Lebensgeschichte
Tiefdruckgebiet
ERICH
(getauft am 05.09.2011)
Am 04. September erstreckte sich ein
ausgedehnter Trog in ca. 5,5 km Höhe über den Nordatlantik. Ein in der
westlichen Strömung eingebettetes Frontensystem verlagerte sich von diesem Trog
gesteuert nach Osten, an dem sich im Laufe des Tages ein Tiefdruckgebiet südlich
Grönlands bildete. Dieses verstärkte sich bis zum frühen Morgen des 05.
Septembers und befand sich mit einem Kerndruck von etwas weniger als 990 hPa
östlich der Südspitze Grönlands. Noch am gleichen Tag wurde es auf den Namen
ERICH getauft.
Das Tief zog im Laufe des Tages in der
kräftigen Westströmung rasch in Richtung Großbritannien, sodass sich der Kern
am Morgen des 06. Septembers westlich der schottischen Hebrideninseln befand.
Die kurze Okklusionsfront, die eine Mischfront aus Warm- und Kaltfront
darstellt, erstreckte sich in südöstlicher Richtung. Vom sogenannten
Okklusionspunkt aus, also der Stelle, an der sich die Kaltfront mit der
Warmfront vereinigt, reichte die Warmfront über Südschottland bis
Südwestengland. Die Kaltfront hingegen reichte in einem Bogen über Irland bis über
den Nordatlantik zwischen Neufundland und die Azoren. Die Kaltfrontpassage ging
in Irland mit heftigen Böen einher. Sie erreichten in Dublin mit 79 km/h Windstärke 8. An der
Station Martin Head an der Nordspitze Irlands mit 94 km/h sogar Windstärke 9.
Der Tiefkern mit ca. 980 hPa verlagerte
sich bis zum 07. September über das Europäische Nordmeer in die Nähe der
norwegischen Küstenstadt Bergen. Das mittlerweile stark okkludierte
Frontensystem erstreckte sich vom Kern ausgehend bogenförmig über Skandinavien
und Dänemark bis Paris. Die daran anschließende Kaltfront reichte bis über den
mittleren Nordatlantik. Eine zweite Okklusionsfront des Tiefs beeinflusste hingegen
die Nordsee, Mittelengland, Irland und das Seegebiet nordwestlich davon.
Im Norden Deutschlands kam es bei der
Frontpassage der ersten Okklusionsfront ebenfalls zu Sturmböen.

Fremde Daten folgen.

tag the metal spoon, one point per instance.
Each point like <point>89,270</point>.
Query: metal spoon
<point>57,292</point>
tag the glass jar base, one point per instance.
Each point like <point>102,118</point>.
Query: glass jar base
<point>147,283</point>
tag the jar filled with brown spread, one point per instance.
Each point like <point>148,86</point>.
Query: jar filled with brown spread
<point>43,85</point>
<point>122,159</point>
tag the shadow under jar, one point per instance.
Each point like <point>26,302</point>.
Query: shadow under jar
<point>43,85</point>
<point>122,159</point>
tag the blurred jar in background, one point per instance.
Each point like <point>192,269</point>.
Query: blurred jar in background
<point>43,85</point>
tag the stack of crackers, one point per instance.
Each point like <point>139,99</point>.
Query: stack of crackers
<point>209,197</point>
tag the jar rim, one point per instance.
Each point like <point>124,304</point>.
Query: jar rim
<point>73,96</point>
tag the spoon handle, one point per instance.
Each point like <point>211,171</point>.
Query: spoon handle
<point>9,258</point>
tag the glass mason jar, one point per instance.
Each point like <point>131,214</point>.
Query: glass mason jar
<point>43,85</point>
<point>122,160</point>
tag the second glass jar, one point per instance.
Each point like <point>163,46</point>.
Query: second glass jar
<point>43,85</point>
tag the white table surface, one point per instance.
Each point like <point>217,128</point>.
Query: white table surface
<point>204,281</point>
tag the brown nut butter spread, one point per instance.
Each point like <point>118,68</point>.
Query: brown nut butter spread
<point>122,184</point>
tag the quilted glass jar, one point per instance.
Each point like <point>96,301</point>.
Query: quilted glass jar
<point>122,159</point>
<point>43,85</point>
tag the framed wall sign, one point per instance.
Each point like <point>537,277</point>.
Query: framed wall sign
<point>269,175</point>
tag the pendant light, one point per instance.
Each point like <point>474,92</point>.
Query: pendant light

In Helgoland
wurden beispielsweise maximal 90 km/h gemessen, dazu fielen im Laufe der Nacht
20 l/m² Niederschlag. Im nordfriesischen Leck waren es sogar 28 l/m². Außer in
Norddeutschland fiel der Niederschlag besonders an der skandinavischen
Westküste ergiebig aus, so zum Beispiel in Bergen mit 47 l/m² innerhalb von 24
Stunden. Im Laufe des Tages verlagerte sich die Zyklone ERICH wenige hundert
Kilometer nordwärts und verschmolz in der Nacht mit Tief DIETER südöstlich der
Insel Jan Mayen. Das nun entstandene Doppelzentrum von Tief ERICH mit dessen ausgedehntem
Frontensystem wies am frühen Morgen des 08. Septembers einen Kerndruck von 980
hPa auf. Vom Kernbereich ausgehend erstreckte sich eine rückläufige
Okklusionsfront über Jan Mayen und Spitzbergen und spaltete nordwestlich der
russischen Insel Nowaja Semlja eine nach Süden reichende, kurze Warmfront ab. Westlich
davon setzte sich die Okklusionsfront über die Halbinsel Kola und Westrussland
bis zur Donaueinmündung am Kaspischen Meer fort. Die zweite lange Front der
Zyklone erstreckte sich vom Kern spiralförmig um das Zentrum herum, über
Mittelskandinavien und die Baltikstaaten bis über die westliche Ukraine. Die
anschließende Kaltfront beeinflusste das Wettergeschehen von Ungarn über die
Poebene bis nach Südfrankreich.
Die Niederschlagsgebiete an den
Frontensystemen sorgten stellenweise für ergiebige Mengen. Auf Jan Mayen fielen
beispielsweise innerhalb von 24 Stunden 25 l/m² Regen, in Bergen waren es 27
l/m². Auch in Leck in Schleswig Holstein registrierte man weitere 45 l/m².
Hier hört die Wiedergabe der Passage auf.